Os velhos guerreiros saíram das brumas dos tempos e rumaram para a sede histórica do Sindicato dos Jornalistas de São Paulo. Em 50 anos, muita água rolou. Cada um seguiu seu caminho, seus desafios e andanças, fizeram carreira na mídia, nos alternativos, nos movimentos, desencontraram-se algumas vezes. Mas, agora, no sindicato, reuniram-se para a celebração ritual: os 50 anos da morte de Vladimir Herzog e da cerimônia histórica na Catedral da Sé, que marcou o início da derrocada da ditadura.
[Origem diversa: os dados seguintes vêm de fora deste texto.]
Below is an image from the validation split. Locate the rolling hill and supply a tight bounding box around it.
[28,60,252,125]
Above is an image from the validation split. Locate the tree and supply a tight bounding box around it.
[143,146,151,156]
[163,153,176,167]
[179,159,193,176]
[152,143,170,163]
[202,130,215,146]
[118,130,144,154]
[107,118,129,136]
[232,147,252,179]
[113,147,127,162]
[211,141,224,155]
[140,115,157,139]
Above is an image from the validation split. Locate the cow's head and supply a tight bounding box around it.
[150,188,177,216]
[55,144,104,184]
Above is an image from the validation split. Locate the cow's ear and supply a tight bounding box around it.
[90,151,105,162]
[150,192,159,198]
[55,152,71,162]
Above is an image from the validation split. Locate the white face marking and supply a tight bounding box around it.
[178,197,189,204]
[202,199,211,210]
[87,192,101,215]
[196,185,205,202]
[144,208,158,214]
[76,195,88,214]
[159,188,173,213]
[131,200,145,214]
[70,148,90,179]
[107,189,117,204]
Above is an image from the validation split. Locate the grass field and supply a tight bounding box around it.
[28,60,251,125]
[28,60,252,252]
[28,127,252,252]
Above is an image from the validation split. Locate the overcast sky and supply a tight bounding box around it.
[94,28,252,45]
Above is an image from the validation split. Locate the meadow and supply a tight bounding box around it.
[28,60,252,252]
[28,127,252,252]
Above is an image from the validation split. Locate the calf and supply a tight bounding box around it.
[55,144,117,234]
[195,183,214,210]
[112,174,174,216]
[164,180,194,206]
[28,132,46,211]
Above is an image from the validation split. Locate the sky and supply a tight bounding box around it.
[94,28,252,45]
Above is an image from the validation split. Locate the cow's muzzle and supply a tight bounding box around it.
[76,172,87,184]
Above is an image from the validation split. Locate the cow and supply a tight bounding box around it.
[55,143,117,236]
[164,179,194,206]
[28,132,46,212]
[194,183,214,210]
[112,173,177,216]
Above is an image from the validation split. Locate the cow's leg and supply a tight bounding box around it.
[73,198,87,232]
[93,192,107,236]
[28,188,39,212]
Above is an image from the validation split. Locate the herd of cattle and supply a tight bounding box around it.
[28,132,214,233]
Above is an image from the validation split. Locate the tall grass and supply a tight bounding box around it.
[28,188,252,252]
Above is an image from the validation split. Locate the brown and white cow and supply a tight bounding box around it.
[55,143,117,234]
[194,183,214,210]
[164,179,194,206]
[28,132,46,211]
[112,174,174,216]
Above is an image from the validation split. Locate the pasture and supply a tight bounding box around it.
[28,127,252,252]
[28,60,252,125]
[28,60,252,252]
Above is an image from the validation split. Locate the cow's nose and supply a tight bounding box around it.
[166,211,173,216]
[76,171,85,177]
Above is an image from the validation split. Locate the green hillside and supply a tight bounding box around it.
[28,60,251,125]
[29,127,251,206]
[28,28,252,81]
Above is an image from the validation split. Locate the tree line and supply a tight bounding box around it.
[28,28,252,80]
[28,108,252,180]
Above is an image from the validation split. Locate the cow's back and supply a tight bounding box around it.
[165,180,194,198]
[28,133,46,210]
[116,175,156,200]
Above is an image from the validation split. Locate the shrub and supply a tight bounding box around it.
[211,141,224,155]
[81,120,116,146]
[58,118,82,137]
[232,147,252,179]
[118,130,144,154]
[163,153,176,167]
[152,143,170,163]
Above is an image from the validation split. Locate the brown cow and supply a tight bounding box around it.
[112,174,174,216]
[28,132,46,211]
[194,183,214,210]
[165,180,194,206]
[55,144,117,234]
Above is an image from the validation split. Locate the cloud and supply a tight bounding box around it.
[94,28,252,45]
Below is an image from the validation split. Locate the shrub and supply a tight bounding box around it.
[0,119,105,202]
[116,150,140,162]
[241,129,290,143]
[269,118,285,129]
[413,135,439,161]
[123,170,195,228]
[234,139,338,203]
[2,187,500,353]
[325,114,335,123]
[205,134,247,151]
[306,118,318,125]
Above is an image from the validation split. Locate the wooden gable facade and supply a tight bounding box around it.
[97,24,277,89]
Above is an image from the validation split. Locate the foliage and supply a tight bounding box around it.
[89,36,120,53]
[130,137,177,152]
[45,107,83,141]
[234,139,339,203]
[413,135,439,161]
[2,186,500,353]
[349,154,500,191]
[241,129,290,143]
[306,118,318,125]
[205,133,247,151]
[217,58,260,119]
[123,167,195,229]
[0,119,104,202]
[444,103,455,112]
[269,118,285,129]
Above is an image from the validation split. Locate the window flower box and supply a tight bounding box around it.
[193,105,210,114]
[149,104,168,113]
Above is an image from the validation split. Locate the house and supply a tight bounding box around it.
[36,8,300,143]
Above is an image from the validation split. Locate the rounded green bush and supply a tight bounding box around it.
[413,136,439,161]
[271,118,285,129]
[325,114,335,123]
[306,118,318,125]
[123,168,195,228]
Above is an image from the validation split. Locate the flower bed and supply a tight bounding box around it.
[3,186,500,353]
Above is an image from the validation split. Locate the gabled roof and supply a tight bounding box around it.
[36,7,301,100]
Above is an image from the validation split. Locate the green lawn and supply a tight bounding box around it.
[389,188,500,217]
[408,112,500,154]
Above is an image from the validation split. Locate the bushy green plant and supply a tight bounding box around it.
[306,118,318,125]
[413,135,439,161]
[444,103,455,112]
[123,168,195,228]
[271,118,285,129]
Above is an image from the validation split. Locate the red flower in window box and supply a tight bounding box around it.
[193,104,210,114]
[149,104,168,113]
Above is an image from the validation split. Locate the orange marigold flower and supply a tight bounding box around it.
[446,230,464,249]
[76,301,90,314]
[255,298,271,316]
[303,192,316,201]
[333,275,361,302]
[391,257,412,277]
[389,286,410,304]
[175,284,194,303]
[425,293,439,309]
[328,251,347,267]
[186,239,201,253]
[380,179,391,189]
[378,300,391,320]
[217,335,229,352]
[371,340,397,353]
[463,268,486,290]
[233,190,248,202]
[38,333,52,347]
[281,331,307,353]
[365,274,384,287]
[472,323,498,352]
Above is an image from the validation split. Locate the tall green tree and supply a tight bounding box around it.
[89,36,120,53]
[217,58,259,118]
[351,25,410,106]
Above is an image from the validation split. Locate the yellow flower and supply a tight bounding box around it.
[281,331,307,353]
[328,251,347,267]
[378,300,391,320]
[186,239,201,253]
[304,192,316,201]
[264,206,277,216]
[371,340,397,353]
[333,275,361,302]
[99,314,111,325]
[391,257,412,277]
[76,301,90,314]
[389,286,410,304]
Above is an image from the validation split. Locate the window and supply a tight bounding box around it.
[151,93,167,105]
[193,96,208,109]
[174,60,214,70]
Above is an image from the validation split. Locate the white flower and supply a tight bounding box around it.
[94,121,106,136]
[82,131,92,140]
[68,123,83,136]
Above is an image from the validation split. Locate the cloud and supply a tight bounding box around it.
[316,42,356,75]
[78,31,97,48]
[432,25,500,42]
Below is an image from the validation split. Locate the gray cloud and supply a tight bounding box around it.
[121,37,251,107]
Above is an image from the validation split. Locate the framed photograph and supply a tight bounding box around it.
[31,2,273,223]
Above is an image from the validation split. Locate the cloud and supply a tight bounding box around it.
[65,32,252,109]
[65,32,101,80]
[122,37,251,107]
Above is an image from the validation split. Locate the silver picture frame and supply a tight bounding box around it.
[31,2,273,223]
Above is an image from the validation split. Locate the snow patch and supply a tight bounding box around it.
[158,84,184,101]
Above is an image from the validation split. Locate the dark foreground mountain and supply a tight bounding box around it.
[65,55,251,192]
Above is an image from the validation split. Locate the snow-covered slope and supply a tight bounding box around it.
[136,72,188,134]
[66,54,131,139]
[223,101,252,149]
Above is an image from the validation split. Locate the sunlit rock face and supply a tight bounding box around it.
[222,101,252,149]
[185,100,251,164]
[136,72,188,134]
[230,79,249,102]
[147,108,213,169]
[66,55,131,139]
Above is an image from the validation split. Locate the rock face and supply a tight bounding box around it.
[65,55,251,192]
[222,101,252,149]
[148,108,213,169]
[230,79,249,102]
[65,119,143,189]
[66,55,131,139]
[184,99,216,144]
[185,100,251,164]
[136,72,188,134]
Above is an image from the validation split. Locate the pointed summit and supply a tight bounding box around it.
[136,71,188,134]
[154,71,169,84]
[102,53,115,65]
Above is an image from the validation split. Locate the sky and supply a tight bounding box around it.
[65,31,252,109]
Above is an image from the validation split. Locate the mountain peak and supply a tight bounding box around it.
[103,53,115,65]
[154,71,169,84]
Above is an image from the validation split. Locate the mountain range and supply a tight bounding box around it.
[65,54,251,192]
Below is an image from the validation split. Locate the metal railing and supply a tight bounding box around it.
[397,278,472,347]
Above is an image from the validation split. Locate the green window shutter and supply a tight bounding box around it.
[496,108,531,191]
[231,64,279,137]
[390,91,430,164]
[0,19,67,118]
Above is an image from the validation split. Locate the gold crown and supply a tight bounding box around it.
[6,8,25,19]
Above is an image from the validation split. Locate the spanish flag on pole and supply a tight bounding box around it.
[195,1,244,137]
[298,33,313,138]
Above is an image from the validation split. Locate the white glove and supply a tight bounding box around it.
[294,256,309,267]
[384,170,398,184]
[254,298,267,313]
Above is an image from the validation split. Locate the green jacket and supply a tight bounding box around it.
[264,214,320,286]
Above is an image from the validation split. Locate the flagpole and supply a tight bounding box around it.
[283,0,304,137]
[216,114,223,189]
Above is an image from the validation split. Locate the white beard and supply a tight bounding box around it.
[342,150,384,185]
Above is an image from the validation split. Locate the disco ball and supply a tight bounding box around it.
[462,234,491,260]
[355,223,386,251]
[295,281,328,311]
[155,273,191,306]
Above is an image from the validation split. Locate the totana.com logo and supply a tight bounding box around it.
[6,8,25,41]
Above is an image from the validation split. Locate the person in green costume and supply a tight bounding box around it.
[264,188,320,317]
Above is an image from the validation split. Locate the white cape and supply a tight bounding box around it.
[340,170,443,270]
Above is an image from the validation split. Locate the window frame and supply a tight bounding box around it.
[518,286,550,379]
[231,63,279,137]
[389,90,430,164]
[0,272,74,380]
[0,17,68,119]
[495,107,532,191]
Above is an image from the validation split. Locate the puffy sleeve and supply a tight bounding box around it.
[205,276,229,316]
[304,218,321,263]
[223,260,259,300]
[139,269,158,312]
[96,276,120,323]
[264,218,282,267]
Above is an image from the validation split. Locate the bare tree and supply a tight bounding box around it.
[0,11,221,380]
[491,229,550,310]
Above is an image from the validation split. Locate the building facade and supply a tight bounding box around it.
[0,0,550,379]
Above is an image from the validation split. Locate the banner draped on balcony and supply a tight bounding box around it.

Os mesmos rostos de 50 anos atrás, com 50 anos de rugas, carregando cãibras e artroses, percorremos os pouco mais de 2 km de distância da Catedral da Sé, empunhando cartazes e bandeiras, tal e qual 50 anos atrás.
Foi a rememoração histórica do ato que marcou a vida de toda uma geração.
No altar, as figuras históricas do Cardeal dom Paulo Evaristo Arns, do rabino Harry Sobel e do pastor James Wright representadas por Dom Odilo Pedro Scherer, o rabino Ruben Sternschein e a reverenda Anita Wright, filha de James Wright.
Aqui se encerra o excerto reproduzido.